45.5 Improvements to Calibration Reference Files
All of the installed reference files contain HISTORY keywords at the end of the header which can be viewed using the IRAF imhead task. These keywords contain more detailed information about how the file was created and installed in the database.
Several types of reference files and their associated calibration processes have been improved substantially. The following lists types of calibrations that may benefit from recalibration due to the improvements:
- Improved BLEV correction, as of February 1992. calwfp determines and removes odd and even column levels separately.
- Bias reference files for PC and WF were improved in August 1993: 40% lower noise than previously.
- Preflash reference files for PC and WF also improved in August 1993: noise was reduced by a factor of two.
- Since the WF/PC-1 darks were found to be time-variable (see WF/PC-1 Instrument Science Report 93-01), additional calibration observations were obtained and dark reference files generated for specific time intervals. There are now more than a dozen dark reference files for each camera, covering the time period July 1991 through November 1993. Please refer to the WWW Reference File Memo to identify the best dark to use for the data based on the date the science observation was taken (DATE-OBS keyword in .d0h file).
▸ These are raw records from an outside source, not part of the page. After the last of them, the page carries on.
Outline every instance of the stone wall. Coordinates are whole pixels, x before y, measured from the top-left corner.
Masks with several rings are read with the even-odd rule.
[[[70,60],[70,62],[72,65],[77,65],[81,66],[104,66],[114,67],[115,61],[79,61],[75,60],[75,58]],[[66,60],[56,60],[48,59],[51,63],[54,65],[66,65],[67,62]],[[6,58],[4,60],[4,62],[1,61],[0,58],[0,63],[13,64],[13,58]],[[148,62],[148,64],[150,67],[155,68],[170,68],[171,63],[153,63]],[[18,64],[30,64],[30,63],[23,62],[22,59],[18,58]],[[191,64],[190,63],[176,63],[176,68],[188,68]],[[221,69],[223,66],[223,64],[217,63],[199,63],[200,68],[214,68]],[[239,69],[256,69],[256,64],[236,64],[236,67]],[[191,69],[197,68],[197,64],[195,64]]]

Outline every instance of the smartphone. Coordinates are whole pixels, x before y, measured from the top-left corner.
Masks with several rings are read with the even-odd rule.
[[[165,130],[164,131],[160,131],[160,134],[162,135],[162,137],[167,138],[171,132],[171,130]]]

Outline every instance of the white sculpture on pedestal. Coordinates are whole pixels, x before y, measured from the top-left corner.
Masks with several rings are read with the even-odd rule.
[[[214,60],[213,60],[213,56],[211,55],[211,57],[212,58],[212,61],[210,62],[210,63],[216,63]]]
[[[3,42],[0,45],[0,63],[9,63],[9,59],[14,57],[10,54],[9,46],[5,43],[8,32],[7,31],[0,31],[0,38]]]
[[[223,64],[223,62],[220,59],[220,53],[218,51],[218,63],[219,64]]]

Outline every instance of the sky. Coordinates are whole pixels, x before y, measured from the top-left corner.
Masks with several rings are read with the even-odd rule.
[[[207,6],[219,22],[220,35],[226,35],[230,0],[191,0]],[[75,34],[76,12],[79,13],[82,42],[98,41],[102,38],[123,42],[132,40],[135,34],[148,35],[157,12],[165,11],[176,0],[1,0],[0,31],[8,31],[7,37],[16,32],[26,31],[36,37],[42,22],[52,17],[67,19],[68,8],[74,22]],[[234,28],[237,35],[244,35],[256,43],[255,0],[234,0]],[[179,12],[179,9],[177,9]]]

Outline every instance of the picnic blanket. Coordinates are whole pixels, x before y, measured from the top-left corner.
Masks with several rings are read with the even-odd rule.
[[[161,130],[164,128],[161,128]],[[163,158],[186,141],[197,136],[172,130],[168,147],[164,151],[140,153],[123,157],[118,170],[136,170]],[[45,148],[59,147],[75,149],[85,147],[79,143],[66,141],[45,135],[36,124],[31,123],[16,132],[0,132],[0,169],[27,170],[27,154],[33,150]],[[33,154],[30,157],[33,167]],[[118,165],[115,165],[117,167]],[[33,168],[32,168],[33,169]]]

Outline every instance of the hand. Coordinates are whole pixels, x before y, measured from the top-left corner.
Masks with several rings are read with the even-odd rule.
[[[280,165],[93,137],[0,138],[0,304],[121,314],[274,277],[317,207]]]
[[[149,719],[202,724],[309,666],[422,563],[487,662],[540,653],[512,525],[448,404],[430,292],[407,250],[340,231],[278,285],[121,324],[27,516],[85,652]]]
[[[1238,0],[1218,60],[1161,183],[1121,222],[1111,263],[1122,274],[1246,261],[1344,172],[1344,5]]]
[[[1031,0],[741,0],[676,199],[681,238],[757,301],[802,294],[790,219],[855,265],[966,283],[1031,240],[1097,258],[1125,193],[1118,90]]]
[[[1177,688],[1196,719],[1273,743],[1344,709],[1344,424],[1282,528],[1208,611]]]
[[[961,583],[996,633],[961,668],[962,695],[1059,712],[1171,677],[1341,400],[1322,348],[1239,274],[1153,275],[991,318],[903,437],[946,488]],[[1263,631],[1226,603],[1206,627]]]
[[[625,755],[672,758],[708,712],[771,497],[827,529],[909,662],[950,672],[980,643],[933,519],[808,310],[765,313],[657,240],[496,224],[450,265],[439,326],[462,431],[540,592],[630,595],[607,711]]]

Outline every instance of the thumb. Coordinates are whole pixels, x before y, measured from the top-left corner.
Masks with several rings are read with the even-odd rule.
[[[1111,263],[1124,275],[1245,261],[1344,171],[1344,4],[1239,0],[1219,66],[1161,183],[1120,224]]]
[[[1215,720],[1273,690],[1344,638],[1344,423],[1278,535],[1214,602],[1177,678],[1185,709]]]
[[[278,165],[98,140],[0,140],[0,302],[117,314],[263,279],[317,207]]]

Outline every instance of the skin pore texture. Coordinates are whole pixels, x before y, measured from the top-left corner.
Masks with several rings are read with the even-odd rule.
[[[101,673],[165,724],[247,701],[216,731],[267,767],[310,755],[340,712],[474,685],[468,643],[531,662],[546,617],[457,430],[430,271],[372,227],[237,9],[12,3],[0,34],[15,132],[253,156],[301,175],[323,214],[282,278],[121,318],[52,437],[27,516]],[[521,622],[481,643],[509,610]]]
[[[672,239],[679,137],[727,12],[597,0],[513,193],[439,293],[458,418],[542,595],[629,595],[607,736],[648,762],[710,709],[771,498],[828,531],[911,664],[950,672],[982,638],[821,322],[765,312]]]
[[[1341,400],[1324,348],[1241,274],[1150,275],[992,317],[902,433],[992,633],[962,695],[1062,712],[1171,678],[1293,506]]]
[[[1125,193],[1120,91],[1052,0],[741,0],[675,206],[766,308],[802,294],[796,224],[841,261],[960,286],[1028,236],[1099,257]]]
- Many new and improved flatfields were generated and installed in the Archive after the end of the WF/PC-1 mission (see sections "Choosing Among Available Flats" on page 45-15, and "Improving the Flatfield Correction" on page 46-15); the WWW Closure Flatfield and Reference file memos offer more details about these files and their use. Note that many of the early flatfields were generated from earthcals taken with a neutral density filter (F122M or F8ND); these flats can have residual intensity gradients of up to 20-30% across the field of view.
See the following sections and Chapter 46 for information on the various error sources in WF/PC-1 calibrated data and suggestions for further improving the calibration, particularly the flatfielding.